She met Maria at a local karate club, where Chashchilova came to train in the second half of 2017. According to her, at first, communication with Chashchilova did not go beyond the walls of the club, until in 2018 the lawyer offered Varvara her help and advice on legal issues. The activist agreed because “there were not enough working hands.” 

In the same year, Varvara decided to move to Moscow, about which she informed Chashchilova. A short time later, Maria called her in tears: “She is crying, saying that she was beaten by her husband and has nowhere to go. I said, ‘Come to my place then.’ She’s not going to be on the street, is she? And I guess she’s got to get the beatings taken care of somehow. I expect a person with a law degree to report about the beatings to the police, to defend herself. She comes to me, there’s no sign of beatings. But I know that a person can beat you in a way that leaves no marks. But she is hysterical, and she stays with me to live.”

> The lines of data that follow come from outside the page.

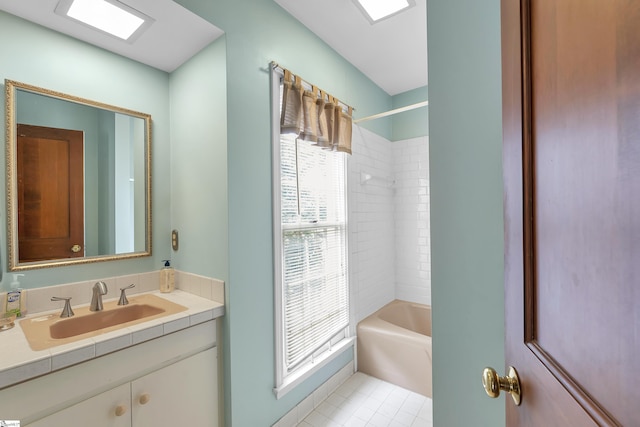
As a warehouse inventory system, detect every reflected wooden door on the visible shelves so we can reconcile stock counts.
[16,124,84,262]
[502,0,640,426]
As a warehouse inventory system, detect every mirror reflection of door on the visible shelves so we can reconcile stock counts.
[17,124,84,262]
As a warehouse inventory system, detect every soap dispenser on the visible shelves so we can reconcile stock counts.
[5,273,27,317]
[160,259,175,293]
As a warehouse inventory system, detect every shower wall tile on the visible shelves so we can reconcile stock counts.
[348,126,396,322]
[392,136,431,304]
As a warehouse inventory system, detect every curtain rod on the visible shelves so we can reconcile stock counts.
[269,61,356,111]
[353,101,429,123]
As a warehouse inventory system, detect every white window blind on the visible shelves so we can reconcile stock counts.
[274,72,350,387]
[280,135,349,371]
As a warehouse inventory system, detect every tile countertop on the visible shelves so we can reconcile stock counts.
[0,289,225,389]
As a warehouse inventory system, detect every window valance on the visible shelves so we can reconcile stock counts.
[280,69,353,154]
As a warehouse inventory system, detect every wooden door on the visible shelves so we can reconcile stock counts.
[16,124,84,262]
[502,0,640,426]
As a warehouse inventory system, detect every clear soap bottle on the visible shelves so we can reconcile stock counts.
[160,259,175,293]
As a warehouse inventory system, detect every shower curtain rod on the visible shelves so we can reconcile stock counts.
[353,101,429,124]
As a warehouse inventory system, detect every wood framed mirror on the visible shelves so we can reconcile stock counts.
[5,80,152,271]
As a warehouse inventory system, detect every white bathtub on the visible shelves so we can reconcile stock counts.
[357,300,432,397]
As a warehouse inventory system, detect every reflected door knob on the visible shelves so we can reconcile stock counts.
[482,366,522,406]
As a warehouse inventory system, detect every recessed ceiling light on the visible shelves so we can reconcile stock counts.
[354,0,415,24]
[55,0,154,42]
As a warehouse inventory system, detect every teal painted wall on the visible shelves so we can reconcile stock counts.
[178,0,391,427]
[391,86,429,141]
[170,37,229,281]
[0,12,171,288]
[427,0,505,427]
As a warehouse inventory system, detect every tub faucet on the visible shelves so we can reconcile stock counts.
[89,281,107,311]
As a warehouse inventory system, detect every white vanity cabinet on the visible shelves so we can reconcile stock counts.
[27,384,131,427]
[131,349,218,427]
[27,348,218,427]
[0,320,220,427]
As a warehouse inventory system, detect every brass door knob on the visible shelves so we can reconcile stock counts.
[482,366,522,406]
[138,393,151,405]
[115,405,127,417]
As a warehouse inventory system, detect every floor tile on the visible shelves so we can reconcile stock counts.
[298,372,433,427]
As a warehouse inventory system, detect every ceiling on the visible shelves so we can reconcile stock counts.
[274,0,427,95]
[0,0,427,95]
[0,0,223,72]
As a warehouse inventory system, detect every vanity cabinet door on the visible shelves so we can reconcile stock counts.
[131,347,218,427]
[26,383,131,427]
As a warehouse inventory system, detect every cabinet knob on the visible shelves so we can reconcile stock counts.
[116,405,127,417]
[138,393,151,405]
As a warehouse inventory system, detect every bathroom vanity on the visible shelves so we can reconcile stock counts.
[0,291,224,427]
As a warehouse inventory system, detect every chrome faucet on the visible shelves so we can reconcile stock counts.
[89,281,107,311]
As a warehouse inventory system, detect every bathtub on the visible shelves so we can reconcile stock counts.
[356,300,432,397]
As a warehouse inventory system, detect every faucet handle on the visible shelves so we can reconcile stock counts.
[51,297,74,319]
[118,283,136,305]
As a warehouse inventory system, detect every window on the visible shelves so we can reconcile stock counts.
[273,67,352,396]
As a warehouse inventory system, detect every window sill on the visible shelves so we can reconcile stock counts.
[273,337,355,399]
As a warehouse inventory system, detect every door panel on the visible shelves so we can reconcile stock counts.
[17,124,84,262]
[502,0,640,426]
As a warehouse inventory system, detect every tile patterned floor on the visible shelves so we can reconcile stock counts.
[298,372,433,427]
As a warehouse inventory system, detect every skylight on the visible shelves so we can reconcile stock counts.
[354,0,415,24]
[56,0,153,41]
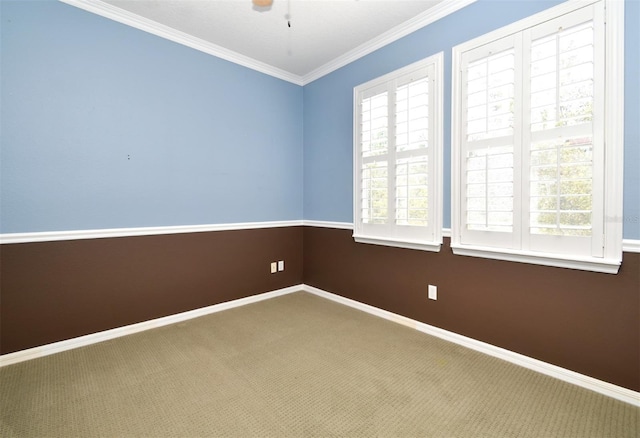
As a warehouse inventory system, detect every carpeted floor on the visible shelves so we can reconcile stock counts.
[0,292,640,438]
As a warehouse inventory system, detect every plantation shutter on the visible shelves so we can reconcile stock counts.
[461,36,521,248]
[460,3,604,257]
[524,7,604,257]
[354,55,441,249]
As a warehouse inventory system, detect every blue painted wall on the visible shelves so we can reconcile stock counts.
[0,0,640,239]
[0,0,303,233]
[304,0,640,239]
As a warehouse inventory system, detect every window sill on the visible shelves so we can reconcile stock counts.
[353,234,442,252]
[451,243,621,274]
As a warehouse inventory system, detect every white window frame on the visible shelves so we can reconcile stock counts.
[353,52,444,252]
[451,0,624,274]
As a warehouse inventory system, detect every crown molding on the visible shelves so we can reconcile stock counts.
[59,0,303,85]
[302,0,477,85]
[58,0,476,86]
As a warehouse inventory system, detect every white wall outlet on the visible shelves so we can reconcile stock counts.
[429,284,438,300]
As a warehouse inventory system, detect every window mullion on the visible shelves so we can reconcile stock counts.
[387,80,398,235]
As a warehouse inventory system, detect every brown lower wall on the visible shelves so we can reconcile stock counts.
[0,227,640,391]
[0,227,303,354]
[304,227,640,391]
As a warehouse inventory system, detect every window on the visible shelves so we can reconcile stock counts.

IStories contacted Chashchilova’s ex-husband. Denis was not at all surprised when he heard that we are checking some facts from the biography of his ex-wife: “Knowing this person, nothing surprises me. She may have worked in one place and told me she worked in another place. She lied to me at every turn. Almost as soon as we started living together, I started noticing the tendencies to lie. But that’s the thing about human beings, they believe. So I believed that people could be fixed.” Denis Chashchilov denies that he ever physically abused his ex-wife. They stopped communicating after Maria moved with Varvara to Moscow. Chashchilova told her ex-husband that she was leaving “because she chose her career.”

“Human rights activist”

In Moscow, Varvara and Maria settled in a shelter that the Moscow Community Center, together with other human rights projects, used to house endangered LGBT people (Maria later claimed that the house given as a shelter was a gift from her father; according to the Rosreestr, it was not). Varvara provided them with psychological help, and Chashchilova lived there as her partner. 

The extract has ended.